I’ve never given the subject of Madonna’s legacy much thought. Generally, I think of her influence going only as far as the fingerless gloves I donned for an after-prom outfit my sophomore year in high school. But while cruising around the web the other day, I came upon this article from Salon posing one person’s point-of-view on the impact Madonna has had on American culture. And she brings up some interesting points.
Read the article — it’s good. But to summarize here, the author says that Madonna is responsible for our society’s change in perspective toward sexuality. Certainly, she took a lot of risks in terms of what she said (“Like A Virgin” and “Papa Don’t Preach”) and what she did (“Like A Prayer” and her best-selling coffee table book “Sex”). And she definitely got away with a lot more than anyone would expect of a pop artist. I wish I was a sociologist, because I could have a lot more to say to support or counter this point, but I think it’s worth pondering if you’re into pop culture.

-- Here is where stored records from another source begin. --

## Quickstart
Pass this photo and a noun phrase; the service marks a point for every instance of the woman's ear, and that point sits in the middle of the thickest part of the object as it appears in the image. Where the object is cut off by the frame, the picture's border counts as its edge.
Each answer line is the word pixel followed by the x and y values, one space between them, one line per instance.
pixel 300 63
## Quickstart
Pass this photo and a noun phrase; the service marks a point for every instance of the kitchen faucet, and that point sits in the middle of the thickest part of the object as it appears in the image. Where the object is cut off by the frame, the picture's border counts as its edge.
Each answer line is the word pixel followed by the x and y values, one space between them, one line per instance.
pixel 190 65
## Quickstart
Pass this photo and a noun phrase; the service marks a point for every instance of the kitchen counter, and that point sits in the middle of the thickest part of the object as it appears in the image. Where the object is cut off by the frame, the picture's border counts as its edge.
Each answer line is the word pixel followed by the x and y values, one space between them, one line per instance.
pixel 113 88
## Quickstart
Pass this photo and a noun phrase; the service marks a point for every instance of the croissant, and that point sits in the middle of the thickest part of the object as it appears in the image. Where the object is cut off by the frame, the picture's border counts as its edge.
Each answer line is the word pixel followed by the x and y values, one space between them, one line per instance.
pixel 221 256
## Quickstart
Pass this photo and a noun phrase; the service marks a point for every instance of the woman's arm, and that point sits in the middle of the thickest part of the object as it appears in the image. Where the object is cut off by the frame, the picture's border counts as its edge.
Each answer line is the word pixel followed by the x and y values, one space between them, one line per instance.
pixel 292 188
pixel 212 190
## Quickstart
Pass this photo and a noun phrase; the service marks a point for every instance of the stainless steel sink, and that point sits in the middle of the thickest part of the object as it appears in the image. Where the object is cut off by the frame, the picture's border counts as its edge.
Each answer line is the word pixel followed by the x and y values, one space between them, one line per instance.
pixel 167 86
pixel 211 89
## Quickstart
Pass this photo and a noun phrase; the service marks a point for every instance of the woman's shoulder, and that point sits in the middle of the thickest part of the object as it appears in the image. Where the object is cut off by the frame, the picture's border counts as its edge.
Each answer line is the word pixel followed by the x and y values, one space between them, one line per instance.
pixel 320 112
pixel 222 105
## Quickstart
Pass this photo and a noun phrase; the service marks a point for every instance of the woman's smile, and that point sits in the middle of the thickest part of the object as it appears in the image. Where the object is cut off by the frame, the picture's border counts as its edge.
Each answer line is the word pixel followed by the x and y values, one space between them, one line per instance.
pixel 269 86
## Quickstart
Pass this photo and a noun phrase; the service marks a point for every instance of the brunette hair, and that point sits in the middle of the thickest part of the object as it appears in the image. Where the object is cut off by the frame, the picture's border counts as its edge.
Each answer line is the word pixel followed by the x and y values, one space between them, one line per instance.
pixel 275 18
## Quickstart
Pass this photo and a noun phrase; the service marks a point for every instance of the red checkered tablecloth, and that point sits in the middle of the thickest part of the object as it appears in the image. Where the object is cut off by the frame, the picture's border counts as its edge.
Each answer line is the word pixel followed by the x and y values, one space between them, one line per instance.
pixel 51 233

But as a grown woman who adored Madonna for a short while as a teenager, I can vouch for the innocence of this pursuit. While she sexualized almost everything, she also sent a message that told us, “You can do it.” Madonna was from the Midwest, not one of the coasts, but she was cool enough to fit in in New York City. She launched her career with a marginally decent voice and relatively simple songs. She was all the rage because she wore quirky fashions and looked like a teenager in the body of a twenty-something. Her look was attainable, regardless of how pretty, tall or thin you were. She was a model for the any-girl in an era when super models were on the rise.
Just because we liked Madonna didn’t mean that we were going emulate her sexual behavior. And we felt that if we ever met Madonna, she’d be totally ok with that. After all, she did tell us “don’t go for second best” and that we “deserve the best in life.” What an incredible message for a young lady to hear.